(CNN)Race stepped into the forefront of “The Bachelor” franchise this week.
Actually, if we’re being honest, race has been the token rose on “The Bachelor” and its spinoff shows since its 2002 debut.
But this week, challenges African Americans frequently encounter converged on “Bachelor” sets — a reality franchise that has long been criticized its lack of diversity.
A black woman broke under the pressure of representing her ethnicity, a black man’s reputation hung in the balance and there have been accusations of racism.
In other words, a typical day-in-the-life of Black America.
On Monday’s episode of “The Bachlorette,” Rachel Lindsay, the first African-American woman — or man — to lead a season in the history of “The Bachelor” franchise, revealed the weight of responsibility she feels.
“The pressures I feel about being a black woman and what that is and how…I don’t even want to talk about it,” Lindsay said with tears welling. “I get pressure from so many different ways being in this position.”
It was moment that touched many women of color who watch the show.
This happened as the production company behind “Bachelor in Paradise” was investigating allegations of misconduct involving cast members Corinne Olympios and DeMario Jackson. Though producers never specified exactly what took place, the fact that Jackson is a black man and Olympios a white women left some feeling leery.
“The racist stereotype persists that black men are criminal, and that their sexuality poses a threat to white women,” Sesali Bowen wrote in a piece about the scandal for Refinery 29. “It’s a trope that black communities still have to actively resist in our interactions with white people.”
Warner Bros., which produces “Bachelor in Paradise,” released a statement Tuesday stating no evidence of misconduct was found during its investigation into the incident.
Still, Jackson feels damage has been done.
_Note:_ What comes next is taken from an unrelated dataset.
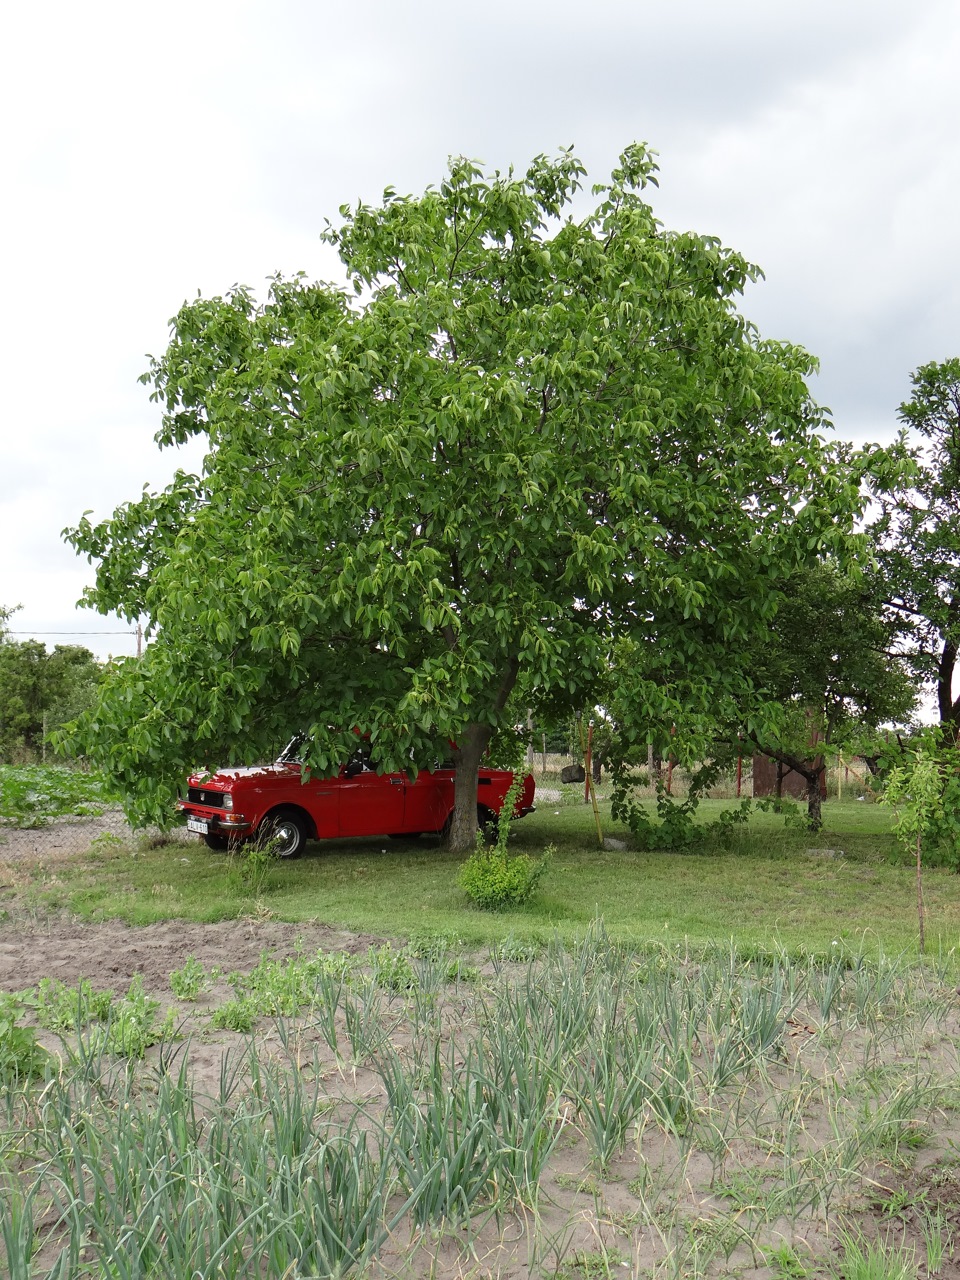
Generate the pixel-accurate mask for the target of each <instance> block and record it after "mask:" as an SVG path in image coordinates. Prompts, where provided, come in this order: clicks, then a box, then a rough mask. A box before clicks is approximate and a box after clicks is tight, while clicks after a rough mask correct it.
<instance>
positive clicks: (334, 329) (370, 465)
mask: <svg viewBox="0 0 960 1280" xmlns="http://www.w3.org/2000/svg"><path fill="white" fill-rule="evenodd" d="M582 174H584V170H582V168H581V165H580V163H579V161H577V160H576V159H575V157H573V156H572V155H571V154H570V152H563V154H561V156H559V157H558V159H557V160H548V159H545V157H543V156H540V157H538V159H536V160H534V161H532V164H531V165H530V168H529V169H527V172H526V173H524V174H515V173H513V172H509V173H507V174H500V173H497V174H493V175H489V177H488V175H485V174H484V173H483V172H481V170H480V169H479V168H477V166H476V165H474V164H472V163H470V161H466V160H456V161H452V164H451V166H449V172H448V174H447V177H445V178H444V179H443V182H442V183H440V184H439V187H436V188H429V189H428V191H425V192H424V193H422V195H420V196H416V197H413V196H398V195H396V193H394V192H393V191H389V189H388V191H387V192H385V193H384V197H383V202H381V205H379V206H376V207H370V206H366V205H358V206H357V207H355V209H351V207H347V206H344V207H343V209H342V210H340V215H342V219H343V221H342V224H340V225H339V227H329V225H328V232H326V238H328V241H329V242H330V243H333V244H335V246H337V248H338V250H339V253H340V257H342V261H343V264H344V269H346V274H347V280H348V284H347V288H339V287H334V285H329V284H311V283H308V282H307V280H305V279H302V278H296V279H292V280H282V279H276V280H274V282H273V285H271V289H270V294H269V298H268V301H266V302H265V303H262V305H257V303H256V302H255V300H253V298H252V297H251V296H250V293H248V292H247V291H246V289H234V291H233V292H232V293H230V294H229V296H227V297H224V298H211V300H200V301H196V302H192V303H189V305H184V307H183V308H182V310H180V312H179V314H178V315H177V317H175V319H174V321H173V333H172V340H170V346H169V348H168V351H166V353H165V355H164V356H163V357H161V358H159V360H155V361H154V364H152V367H151V370H150V372H148V374H147V375H145V379H146V380H147V381H150V383H152V387H154V396H155V398H156V399H157V401H159V402H160V403H161V406H163V410H164V420H163V426H161V429H160V433H159V435H157V440H159V443H160V444H161V445H166V444H173V443H174V442H183V440H186V439H187V438H189V436H195V435H204V436H206V438H207V440H209V453H207V457H206V462H205V467H204V474H202V475H200V476H195V475H186V474H178V475H177V477H175V479H174V481H173V483H172V485H170V486H169V488H168V489H165V490H164V492H163V493H159V494H152V493H145V494H143V497H142V498H140V499H138V500H136V502H133V503H131V504H127V506H124V507H120V508H119V509H118V511H116V512H115V513H114V515H113V516H111V517H110V518H109V520H106V521H104V522H101V524H92V522H91V521H90V520H88V517H87V516H84V518H83V520H82V521H81V524H79V525H78V526H77V527H76V529H73V530H69V531H68V538H69V539H70V541H72V543H73V544H74V545H76V547H77V549H78V550H81V552H83V553H86V554H87V556H88V557H90V558H91V561H92V562H95V563H96V585H95V586H93V588H92V589H91V590H90V593H88V603H90V604H92V605H93V607H96V608H99V609H101V611H104V612H106V611H111V609H116V611H119V612H120V613H122V614H124V616H125V617H129V618H133V617H140V616H143V617H146V618H147V620H148V626H147V631H148V637H150V645H148V648H147V650H146V653H145V655H143V659H142V660H141V662H127V663H122V664H119V666H118V668H116V669H114V671H111V673H110V678H109V681H108V684H106V687H105V690H104V694H102V698H101V700H100V705H99V708H97V709H96V712H95V713H93V714H91V716H87V717H84V718H83V719H82V721H81V723H79V726H78V730H77V735H76V737H77V741H79V742H82V744H83V748H84V749H86V750H87V751H88V753H90V754H91V755H93V756H95V758H96V759H97V760H99V762H100V763H101V764H102V765H105V767H106V768H108V769H109V771H110V772H111V773H113V774H114V776H115V777H116V778H118V780H119V781H120V783H122V786H123V788H124V791H125V794H127V797H128V806H129V809H131V812H132V813H133V814H134V815H136V817H138V818H141V819H147V818H148V819H154V820H156V819H159V818H161V817H163V813H164V810H165V805H168V804H169V800H170V797H172V795H173V794H174V788H175V786H177V783H178V781H179V780H180V776H182V773H183V771H184V768H187V767H189V765H193V764H196V763H198V762H209V763H214V762H216V760H218V759H220V760H223V758H224V756H233V758H234V759H237V758H251V756H253V758H256V756H257V755H260V756H262V755H264V754H265V753H268V751H269V750H271V749H275V746H276V744H278V742H279V741H280V740H282V739H283V736H284V735H285V733H287V732H288V731H289V730H291V728H302V730H303V731H306V732H307V733H308V736H310V749H308V751H310V764H311V767H312V768H314V769H315V771H319V772H326V771H330V769H333V768H334V767H335V765H338V764H339V762H340V760H342V759H343V758H344V756H346V754H347V753H348V750H349V741H351V736H352V732H353V730H355V727H360V728H362V730H365V731H367V732H369V733H370V735H371V737H372V739H374V742H375V749H376V754H378V759H379V760H380V763H381V765H383V767H389V768H398V767H399V768H403V767H412V765H416V764H429V763H430V762H431V760H434V759H436V758H438V753H439V751H440V750H442V745H443V742H444V741H445V740H448V739H449V740H454V741H456V744H457V753H456V758H457V783H456V813H454V822H453V827H452V832H451V842H452V846H453V847H454V849H465V847H467V846H468V845H470V844H471V842H472V836H474V827H475V822H476V814H475V797H476V790H475V787H476V771H477V765H479V763H480V760H481V756H483V753H484V750H485V748H486V745H488V741H489V740H490V736H492V733H493V732H494V731H495V730H497V728H498V727H502V726H503V723H504V719H507V718H508V717H509V714H511V712H509V705H508V701H509V699H511V694H513V695H515V698H516V696H520V695H521V694H522V701H521V704H522V705H525V707H536V705H539V704H540V703H544V704H547V703H550V704H552V705H553V707H554V708H556V707H557V705H558V704H563V703H566V704H570V705H584V703H585V701H586V700H588V699H589V698H590V695H591V692H593V691H594V689H595V687H596V684H598V681H599V680H600V678H602V676H603V675H604V672H605V669H607V666H608V660H609V654H611V645H612V641H613V637H616V636H617V635H623V634H631V635H634V636H639V637H643V643H645V644H650V645H662V646H664V648H666V649H668V652H669V653H671V654H672V655H675V657H676V655H682V657H684V658H685V660H686V662H687V663H689V666H690V671H691V677H690V678H691V681H692V682H694V684H696V685H698V687H699V689H700V690H704V689H708V687H709V682H710V678H712V671H713V669H716V660H714V655H716V650H717V645H718V640H722V641H723V643H735V641H737V640H742V639H744V637H746V636H749V635H751V634H754V631H755V628H756V627H758V626H762V625H763V623H764V621H765V620H767V618H769V616H771V614H772V613H773V611H774V608H776V602H777V596H778V586H777V582H778V580H780V579H781V576H782V571H783V566H785V564H794V563H797V562H801V561H804V559H805V558H806V557H810V556H814V554H818V553H822V552H824V550H829V549H838V548H840V547H841V544H844V543H845V539H847V536H849V530H850V522H851V516H852V515H854V513H855V512H856V511H858V509H859V502H860V499H859V490H860V481H861V472H863V467H864V465H865V463H864V458H863V457H861V456H859V454H854V453H852V451H849V449H844V448H838V447H833V448H831V447H828V445H827V444H824V442H823V438H822V436H820V435H819V434H818V433H819V429H820V428H822V426H823V415H822V412H820V411H819V410H818V407H817V406H815V404H814V403H813V402H812V399H810V397H809V393H808V388H806V384H805V378H806V375H808V374H809V372H810V370H812V367H813V366H812V360H810V357H809V356H808V355H806V353H805V352H803V351H800V349H799V348H796V347H791V346H787V344H785V343H778V342H767V340H762V339H760V337H759V335H758V333H756V332H755V329H754V328H753V326H751V325H750V324H749V323H748V321H746V320H745V319H744V317H742V316H741V315H740V314H739V311H737V306H736V302H737V297H739V296H740V293H741V291H742V288H744V285H745V283H746V282H748V280H751V279H755V278H756V275H758V271H756V269H755V268H753V266H750V265H749V264H748V262H746V261H745V260H744V259H742V257H741V256H740V255H737V253H735V252H732V251H730V250H726V248H723V247H722V246H721V244H719V243H718V242H717V241H716V239H714V238H712V237H704V236H698V234H692V233H673V232H668V230H664V229H663V227H662V225H660V224H659V223H658V221H657V219H655V216H654V214H653V211H652V209H650V206H649V205H648V204H646V200H645V195H644V188H645V187H646V186H648V183H650V182H653V180H655V164H654V160H653V159H652V156H650V154H649V152H648V151H645V150H644V148H643V147H641V146H632V147H630V148H628V150H627V151H626V152H625V154H623V155H622V157H621V160H620V164H618V166H617V168H616V169H614V172H613V174H612V178H611V180H609V182H608V183H605V184H603V186H599V187H595V188H594V197H595V198H594V207H593V209H591V210H590V211H589V212H588V214H586V215H585V216H580V218H573V216H571V210H572V209H573V201H575V197H576V193H577V189H579V187H580V179H581V177H582ZM700 637H708V644H707V646H705V648H704V645H703V644H701V643H700ZM708 659H709V660H708ZM712 664H713V666H712ZM657 696H659V695H657Z"/></svg>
Last week, he said he had been defamed by false accusations and claims he lost his job as a result.
The “Paradise” controversy may have been heightened by the fact it took place within an overwhelmingly white franchise.
Despite the addition of more contestants of color — and the casting of Juan Pablo Galavis, who is Hispanic American, as Season 18’s “Bachelor” — the perception remains the shows have a race problem.
The Lifetime series “UnREAL,” which is a dramatized version of a dating reality show much like “The Bachelor,” parodied the issue in an episode where a contestant named Shamiqua is deemed not “wife material” for their “suitor” because she’s black.
“It is not my fault that America’s racist, people,” the producer on the show, played by Constance Zimmer, said. “Get a new girl out.”
Casting Lindsay as this season’s “Bachelorette” has yet to create a “post-racial” shift in the franchise.
For her part, Lindsay has said ethnicity wouldn’t factor into her choices on the show. But there was no escaping discussion about it.
“Bachelorette” contestant Lee Garrett, one of the men competing for Lindsay’s heart, has been accused of racism.
A series of racially-charged tweets, allegedly from Garrett, have surfaced since the season’s debut. On Monday’s episode of “The Bachelorette,” contestant Dean Unglert pointed out that Garrett, who is white, might have a problem with people who don’t look like him.
“The only people that I’ve seen Lee pick fights with have been not the people that he’s used to seeing on a daily basis from a cultural perspective,” Unglert said.
Garrett has not responded to the accusations, but viewers have.
When a producer asked Unglert what he meant by his comments, the contestant gave voice to the unspoken.
“You know exactly what I mean when I say that,” he said.”The longer Lee sticks around, the more everyone will be aware of his intolerance.”
When it comes to prejudice, Bachelor Nation may be a lot like the rest of nation.